E-asy Does it as Formula E looms into view

Yesterday F1’s biggest challenger in years, Formula E completed a complete test simulation of an entire weekend at the Donnington Circuit in Northampton. I’ll admit to having not paid attention to the series recently after the announcement that the series will be broadcast live in the UK on the ITV network. The season will run the opposite way round to F1 and thus the season will start on the 13th of September in Shanghai. The biggest thing the series has managed to achieve over the past few months has been to secure races at classic street circuits in Monaco (The circuit is yet to be confirmed but its timing suggests it will be run in Monaco’s racing season on the Anthony Nogues circuit on the 9th of May) and Long Beach.

The series is concentrating on Street racing as the all electric championship is being used to promote the use of zero tailpipe emission cars in metropolitan areas. The inaugural season will see the 10 teams field 2 drivers in 2 cars each (drivers swap cars during the hour long races to avoid recharging) and all will field the Renault Spark car. The car has been built by Dallara with the power unit coming from the McLaren P1 super car and a battery designed by the Williams Group but from the 2015-2016 teams will be increasingly free to design their own parts for the car. To this end the most interesting team on the grid is the Audi ABT team leading to the widespread belief that Audi will produce their own power units next season along with the DAMS entry being backed by Renault.

There are some serious names behind the series too with a long list of former F1 drivers (Alugersauri, Buemi, Trulli, Heidfeld, Senna, Chandok, D’Ambrosio) there are also teams that will ring a bell for many motorsport fans – as mentioned DAMS and ABT alongside Dragon Racing, Andretti, Aguri, Mahindra and Virgin. There will be many who have raced in GP2 and F1 who are eying the series as a contender to keep their profile high and race in front of a large TV audience which outside of F1 is only really available in the US.

While the series will allow the manufactures to increase their technology base for their road cars (The current cars produce around 250 – 300 Bhp which is road relevant) it will initially provide a platform to promote electric cars as a viable option. The series is an attractive option however like many of the previous attempts to create rival motorsport series (Superleague Formula & A1 Grand Prix) it has a few questionable elements. The horrible fan boost idea allowing drivers more power during a race as a result of an online poll is a horrific idea to put any of Bernie’s mad off the cuff comments into the shade and also the choice to blast music during the races is a strange idea (with electric cars there wont be much in the way of engine noise – a major issue with electric cars). Also the decision to race on street circuits will hopefully bring in plenty of fans if the price is right (lets be honest who wouldn’t plonk down £30/40/50 to go watch top drivers race when all it takes is a brief tube/train/bus ride?) however many street circuits suffer from tight twisty slow corners with a lack of over taking due to the tight confines of the circuits. Many of the circuits listed are new and I hope for the sake of the series they’ve mostly got the layouts right because 2 hours of F1 filled drama may far out weigh the hour long traffic jam racing around city centers.

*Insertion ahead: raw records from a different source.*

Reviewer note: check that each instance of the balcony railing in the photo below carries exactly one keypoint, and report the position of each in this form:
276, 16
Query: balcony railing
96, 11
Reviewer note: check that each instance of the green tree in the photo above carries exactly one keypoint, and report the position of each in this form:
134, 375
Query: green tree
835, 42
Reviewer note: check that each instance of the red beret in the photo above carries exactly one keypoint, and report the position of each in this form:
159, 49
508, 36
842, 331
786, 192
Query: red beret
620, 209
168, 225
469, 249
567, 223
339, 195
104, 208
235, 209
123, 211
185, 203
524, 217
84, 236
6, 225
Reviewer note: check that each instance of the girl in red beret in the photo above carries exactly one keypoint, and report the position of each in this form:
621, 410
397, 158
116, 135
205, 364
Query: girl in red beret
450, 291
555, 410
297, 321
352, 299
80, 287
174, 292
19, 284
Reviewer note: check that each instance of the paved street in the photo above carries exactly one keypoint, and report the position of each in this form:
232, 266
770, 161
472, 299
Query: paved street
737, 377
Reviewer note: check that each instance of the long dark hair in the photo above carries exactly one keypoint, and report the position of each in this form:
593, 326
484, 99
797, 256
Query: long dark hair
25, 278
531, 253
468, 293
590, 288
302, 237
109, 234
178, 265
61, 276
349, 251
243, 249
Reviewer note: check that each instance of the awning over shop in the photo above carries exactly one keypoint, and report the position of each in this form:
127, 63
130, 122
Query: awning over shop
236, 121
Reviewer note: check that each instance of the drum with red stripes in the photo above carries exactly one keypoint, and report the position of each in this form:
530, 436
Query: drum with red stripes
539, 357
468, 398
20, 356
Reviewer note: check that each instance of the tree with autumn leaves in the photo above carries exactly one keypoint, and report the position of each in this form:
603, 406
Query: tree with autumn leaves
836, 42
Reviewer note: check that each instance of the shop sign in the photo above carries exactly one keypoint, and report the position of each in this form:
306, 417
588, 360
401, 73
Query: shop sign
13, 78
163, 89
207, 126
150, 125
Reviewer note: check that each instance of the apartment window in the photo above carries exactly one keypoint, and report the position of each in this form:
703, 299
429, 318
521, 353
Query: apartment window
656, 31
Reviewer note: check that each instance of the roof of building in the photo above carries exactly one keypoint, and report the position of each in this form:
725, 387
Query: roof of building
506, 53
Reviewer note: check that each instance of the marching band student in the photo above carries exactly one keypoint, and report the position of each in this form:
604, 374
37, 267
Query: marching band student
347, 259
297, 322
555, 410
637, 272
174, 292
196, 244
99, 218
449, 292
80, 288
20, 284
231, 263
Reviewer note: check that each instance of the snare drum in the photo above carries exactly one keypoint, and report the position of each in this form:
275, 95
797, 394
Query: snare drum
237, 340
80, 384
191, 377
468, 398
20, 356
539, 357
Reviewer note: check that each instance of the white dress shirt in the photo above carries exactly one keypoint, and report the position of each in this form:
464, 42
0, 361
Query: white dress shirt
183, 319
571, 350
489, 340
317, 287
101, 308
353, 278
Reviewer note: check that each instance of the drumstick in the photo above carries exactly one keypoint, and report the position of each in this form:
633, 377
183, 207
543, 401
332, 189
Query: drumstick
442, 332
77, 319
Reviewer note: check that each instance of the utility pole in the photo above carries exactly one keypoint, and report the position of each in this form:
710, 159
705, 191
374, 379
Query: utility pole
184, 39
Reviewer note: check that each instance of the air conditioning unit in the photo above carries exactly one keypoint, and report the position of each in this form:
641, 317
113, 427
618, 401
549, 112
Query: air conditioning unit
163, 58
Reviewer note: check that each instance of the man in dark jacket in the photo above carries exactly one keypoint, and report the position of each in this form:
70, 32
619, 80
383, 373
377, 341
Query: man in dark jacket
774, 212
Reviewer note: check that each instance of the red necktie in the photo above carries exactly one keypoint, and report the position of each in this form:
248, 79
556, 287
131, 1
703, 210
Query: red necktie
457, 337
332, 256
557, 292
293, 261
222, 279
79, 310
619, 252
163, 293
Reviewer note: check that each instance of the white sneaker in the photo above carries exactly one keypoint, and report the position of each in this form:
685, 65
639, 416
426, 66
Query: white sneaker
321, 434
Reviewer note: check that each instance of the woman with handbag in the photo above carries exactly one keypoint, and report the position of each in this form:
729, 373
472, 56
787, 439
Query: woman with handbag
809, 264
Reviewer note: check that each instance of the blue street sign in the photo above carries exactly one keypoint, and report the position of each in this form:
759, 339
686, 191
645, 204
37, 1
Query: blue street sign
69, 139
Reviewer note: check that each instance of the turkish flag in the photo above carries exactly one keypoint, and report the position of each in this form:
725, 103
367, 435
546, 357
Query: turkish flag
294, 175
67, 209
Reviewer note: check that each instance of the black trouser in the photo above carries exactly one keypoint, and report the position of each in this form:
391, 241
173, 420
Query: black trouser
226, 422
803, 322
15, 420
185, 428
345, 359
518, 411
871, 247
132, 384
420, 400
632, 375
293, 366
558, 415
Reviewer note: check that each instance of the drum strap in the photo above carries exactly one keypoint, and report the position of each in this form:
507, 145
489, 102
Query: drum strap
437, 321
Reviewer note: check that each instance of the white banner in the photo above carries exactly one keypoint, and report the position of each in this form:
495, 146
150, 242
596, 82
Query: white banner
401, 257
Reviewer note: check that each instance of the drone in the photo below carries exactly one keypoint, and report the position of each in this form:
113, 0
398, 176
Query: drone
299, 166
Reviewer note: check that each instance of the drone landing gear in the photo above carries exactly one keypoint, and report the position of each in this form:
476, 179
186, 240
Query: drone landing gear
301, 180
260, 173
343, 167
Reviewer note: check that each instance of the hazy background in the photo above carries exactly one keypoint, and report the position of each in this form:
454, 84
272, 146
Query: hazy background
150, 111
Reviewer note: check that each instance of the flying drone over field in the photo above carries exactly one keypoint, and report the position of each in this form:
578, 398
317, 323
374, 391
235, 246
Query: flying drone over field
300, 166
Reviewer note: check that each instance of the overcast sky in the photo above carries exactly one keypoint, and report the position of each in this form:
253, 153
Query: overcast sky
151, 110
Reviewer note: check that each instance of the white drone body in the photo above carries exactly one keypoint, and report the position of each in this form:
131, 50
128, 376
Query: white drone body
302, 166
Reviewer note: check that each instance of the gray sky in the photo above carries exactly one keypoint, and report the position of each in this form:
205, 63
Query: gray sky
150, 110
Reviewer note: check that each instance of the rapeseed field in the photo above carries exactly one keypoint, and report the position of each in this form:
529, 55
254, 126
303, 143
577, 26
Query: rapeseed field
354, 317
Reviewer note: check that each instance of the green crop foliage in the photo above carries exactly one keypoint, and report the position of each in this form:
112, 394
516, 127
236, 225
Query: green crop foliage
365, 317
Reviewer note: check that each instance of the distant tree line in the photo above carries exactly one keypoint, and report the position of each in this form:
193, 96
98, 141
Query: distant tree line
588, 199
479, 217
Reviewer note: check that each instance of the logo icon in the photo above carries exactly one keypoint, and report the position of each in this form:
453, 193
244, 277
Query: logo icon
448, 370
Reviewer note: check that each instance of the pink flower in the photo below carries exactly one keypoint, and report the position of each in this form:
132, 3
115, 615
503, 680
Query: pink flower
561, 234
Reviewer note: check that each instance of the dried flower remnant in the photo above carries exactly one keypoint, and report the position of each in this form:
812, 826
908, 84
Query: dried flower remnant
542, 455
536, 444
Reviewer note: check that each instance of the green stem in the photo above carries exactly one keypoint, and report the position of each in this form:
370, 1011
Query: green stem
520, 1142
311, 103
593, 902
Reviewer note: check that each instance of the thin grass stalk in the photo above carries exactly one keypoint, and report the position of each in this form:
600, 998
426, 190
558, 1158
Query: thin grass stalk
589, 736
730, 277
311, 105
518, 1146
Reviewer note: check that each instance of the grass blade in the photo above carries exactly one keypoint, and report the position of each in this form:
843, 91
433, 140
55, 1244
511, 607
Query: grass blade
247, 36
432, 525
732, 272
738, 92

Clearly the series is aimed at the younger audiences that aren’t tuning into F1 as its demographic grows ever older, the under 30’s are a market that motorsport is currently not reaching due to a number of factors. F1 is the only worldwide motorsport championship but ever increasing prices at races alongside the move to pay TV have put it out of reach of many families. Additionally the increasingly costly and rule heavy roads have seen many youngsters opt for trains and buses rather than their driving license. Furthermore F1 has failed to engage in new media and has constantly under mind itself with constant rule changes and bickering in the press alongside stilted corporate drivers. Finally the opulence and splendor of F1 might be seen as a turn off to many teenagers and young adults who are increasingly struggling to make reasonable wages in the wake of the 2008 fiscal crash.

If Formula E can attract manufactures alongside bringing the races to the people and putting sport first (drop fan boost!!!!) F1 could have a serious contender on its hands.